Update: The Supreme Court has reserved the ban on Saridon and two other drugs after the pharma companies approached the apex court claiming that they have been manufacturing the drug since the 1980s.
The Ministry of Health and Family Welfare (MHFW), on September 12, 2018, banned the manufacture, sale and distribution of 328 Fixed Dose Combinations (FDCs) drugs. Six more FCD medicines are currently put on certain restrictions.
“With regard to six FDCs, the Board recommended that their manufacture, sale and distribution be restricted, subject to certain conditions based on their therapeutic justification,” said an official of the MHFW.
A total of 6,000 brands will be affected by the ban, which has been imposed with immediate effect, including popular brands like Saridon.

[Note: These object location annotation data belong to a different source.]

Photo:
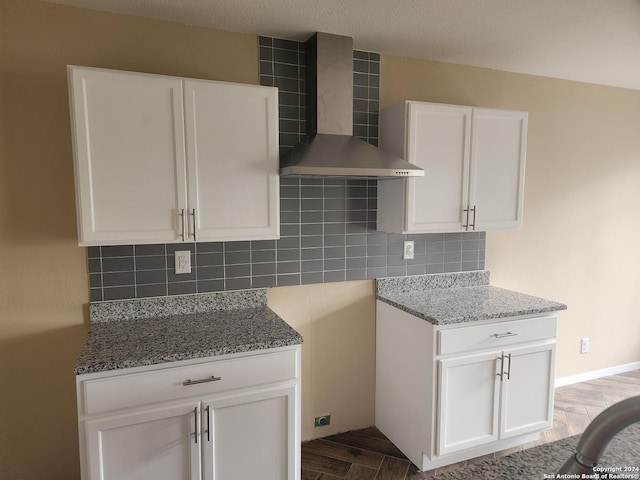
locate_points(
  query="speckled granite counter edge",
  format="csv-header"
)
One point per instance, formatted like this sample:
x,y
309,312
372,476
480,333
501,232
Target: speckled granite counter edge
x,y
551,307
395,285
176,305
82,369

Let’s look at what led to the ban on these “unsafe” drugs.
The battle for banning the medicines had started two years ago, on March 10, 2016, when the Central Drugs Standard Control Organisation (CDSCO) had sent a notification, issuing a ban of manufacture, sale and distribution of a total of 349 FDCs (344 were banned initially and five more added to the list later). These included a combination of medicines like Aceclofenac+ Paracetamol+ Rabeprazole, Nimesulide + Cetirizine + Caffeine, and Paracetamol + Cetirizine + Caffeine.
But the manufacturers of these drugs had challenged the ban in a number of High Courts as well as the Supreme Court.
The apex court then directed the Drugs Technical Advisory Board (DTAB) to examine the claims. This led to the DTAB concluding that “there is no therapeutic justification for the ingredients contained in 328 FDCs and that these FDCs may involve risk to human beings” and recommended imposing a ban on them. This recommendation came under Section 26A of the Drugs and Cosmetics Act, 1940.
On September 7, 2018, the MHFW followed the recommendation and banned the human use of 328 such FDCs “in public interest”.
These drugs include popular brands like Saridon (painkiller), Panderm (skin cream), Gluconorm PG (combination diabetes drug), Lupidiclox (antibiotic) and Taxim AZ (antibacterial).
The All India Drug Action Network, supporting the ban, said in a statement, “The banned FDCs account for about Rs 2,500 crore and represent only the tip of the iceberg. In our estimate, the market or unsafe, problematic FDCs in India is at least one-fourth of the total pharma market which is valued at Rs 1.3 trillion.”
However, another set of popular medicines, like Corex (cough syrup) and D Cold Total (mild analgesic), which were banned by the government in 2016 have escaped the prohibition this time. Fifteen such FDCs out of the total 344 have escaped the ban since they are claimed to be manufactured before September 21, 1988. The Supreme Court has said that the Ministry needs to initiate a re-investigation to impose a ban on them.